「明日への追跡」で、エレキギターの刻みを打ち込んでみて、弦楽器の入力方法について、あるていど手ごたえを感じたので、思い切って、PRISMのMy Little Trickを打ち込んでみました。原曲は、スチール弦のアコースティックギターとフレットレスベースのデュオです。

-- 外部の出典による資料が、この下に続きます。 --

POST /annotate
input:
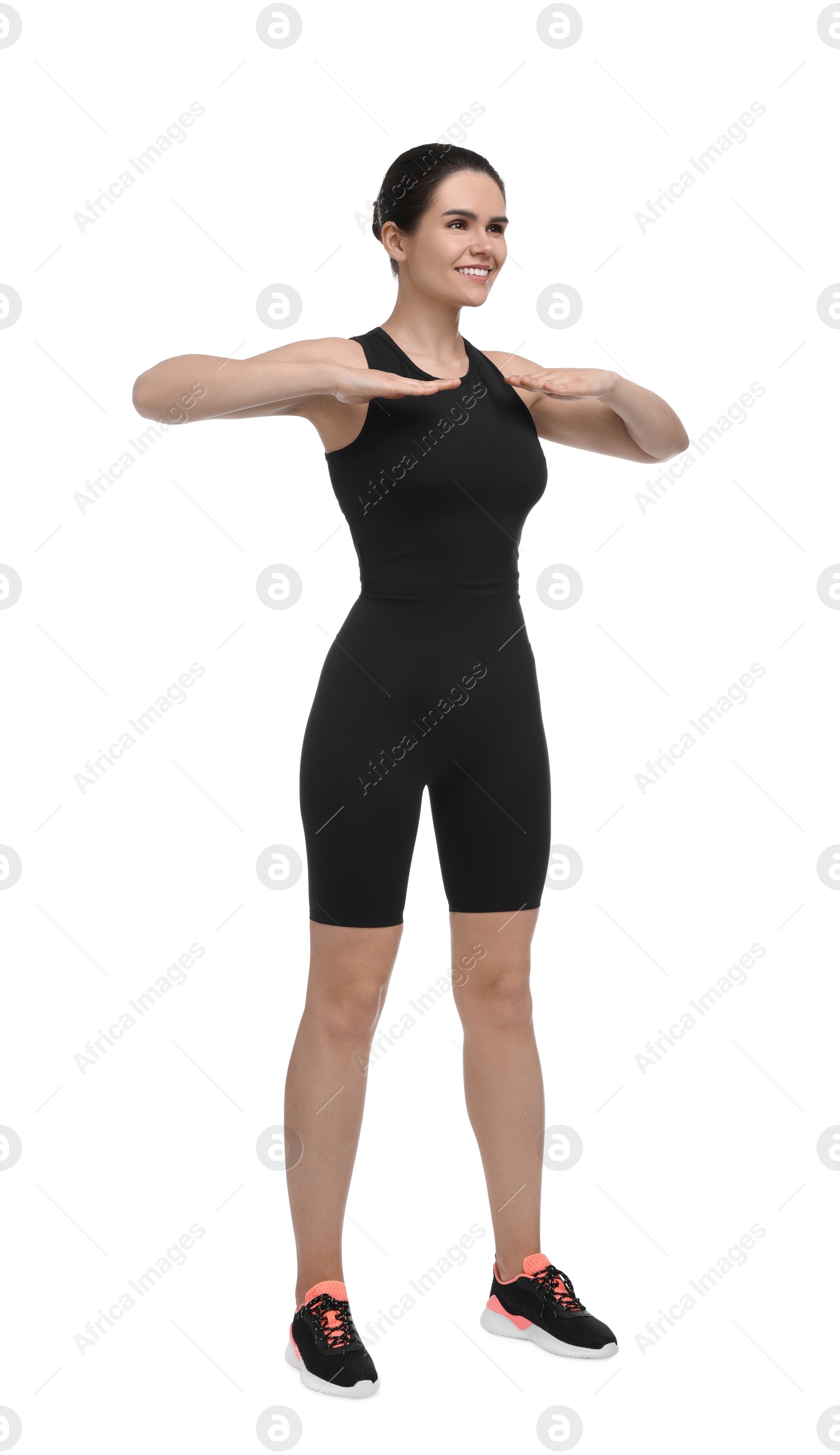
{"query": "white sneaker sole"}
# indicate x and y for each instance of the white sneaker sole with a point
(356, 1391)
(500, 1325)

フュージョンといえばカシオペアとザ・スクエアしか知らなかったときに、プリズムを知るきっかけになったのが、このMy Little Trickという曲なんですが、圧倒的なテクニックと、スパニッシュなイメージのメロディーの為か、なぜか、日本人が演奏しているようには聞こえませんでした...。弦楽器をシンセで打ち込みするときに、どうしても表現しづらいのが、プリング、ハンマリングといった、ピッキングをしないで音程だけ変化する奏法。たらり〜、てぃろり〜、れろれろ〜といった語感が合う奏法なのですが、これをポリモードのシンセで演奏しても、単にたたた〜、てててて〜、といった感じになってしまい、レロレロしてくれません。かといって、モノモードで演奏しても、なんか違う....。もう、これだけは、いくら発達したPCMシンセでも、無理です。

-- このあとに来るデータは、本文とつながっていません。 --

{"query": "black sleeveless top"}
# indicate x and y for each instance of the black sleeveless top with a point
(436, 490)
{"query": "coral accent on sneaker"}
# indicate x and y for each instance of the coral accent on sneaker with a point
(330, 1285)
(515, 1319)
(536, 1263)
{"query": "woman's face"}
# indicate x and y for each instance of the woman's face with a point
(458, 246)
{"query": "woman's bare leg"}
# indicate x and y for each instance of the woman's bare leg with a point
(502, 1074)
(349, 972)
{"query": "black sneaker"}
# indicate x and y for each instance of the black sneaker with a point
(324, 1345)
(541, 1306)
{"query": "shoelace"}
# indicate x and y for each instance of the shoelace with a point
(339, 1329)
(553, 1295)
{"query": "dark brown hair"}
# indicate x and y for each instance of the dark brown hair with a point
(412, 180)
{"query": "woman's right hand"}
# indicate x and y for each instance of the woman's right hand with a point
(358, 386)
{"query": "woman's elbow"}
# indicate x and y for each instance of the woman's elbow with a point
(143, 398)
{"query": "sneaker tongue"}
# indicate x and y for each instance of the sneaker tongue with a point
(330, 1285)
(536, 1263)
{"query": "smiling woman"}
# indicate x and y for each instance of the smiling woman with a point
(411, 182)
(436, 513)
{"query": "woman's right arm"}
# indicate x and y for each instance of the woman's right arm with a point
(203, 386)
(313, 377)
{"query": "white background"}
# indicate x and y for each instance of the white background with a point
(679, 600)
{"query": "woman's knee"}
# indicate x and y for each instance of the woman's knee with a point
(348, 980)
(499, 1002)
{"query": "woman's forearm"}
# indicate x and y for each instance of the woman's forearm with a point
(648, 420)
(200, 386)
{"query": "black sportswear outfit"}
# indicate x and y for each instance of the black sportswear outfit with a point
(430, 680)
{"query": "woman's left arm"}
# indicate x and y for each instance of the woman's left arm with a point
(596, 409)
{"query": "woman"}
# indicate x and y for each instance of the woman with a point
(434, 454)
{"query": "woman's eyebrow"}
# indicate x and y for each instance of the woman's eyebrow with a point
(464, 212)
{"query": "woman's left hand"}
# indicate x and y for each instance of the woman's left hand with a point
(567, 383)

ただ、Fantomの場合、すでにハンマリング、プリングを含めた波形を内蔵しているため、ヴェロシティースイッチで、一定以上の強さで弾いたときにだけハンマリング/プリング音が鳴る設定の音色で演奏すると、かなり近い雰囲気にすることができます。もちろん、曲のテンポがどうであっても、ハンマリング/プリングのタイミングは変わらないので、使える速さは限られるとは思いますが、今回の打ち込みには十分な効果を発揮してくれました。
今回も、耳コピー&リアルタイム入力&編集で曲を構築しました。20年前に一度、MTRを使っていたころに多重録音したことがあり、手が曲を覚えていたので、入力は早かったですが、その数倍の時間を、発音タイミングとヴェロシティーとデュレーションの微調整に割きました。ギターっぽく弾いたつもりでも、案外鍵盤入力のクセというのはデュレーションに現れます。特に16分音符が続くソロ部分は、デュレーションを32分音符ぐらいに短く設定すると、ギターっぽくなります。あと、ギターのカッティングですが、弦を低い方から順番にかきならすとわずかに発音タイミングがずれるので、和音をダーンと入力したあとに、一音ずつ発音タイミングをずらしていきました。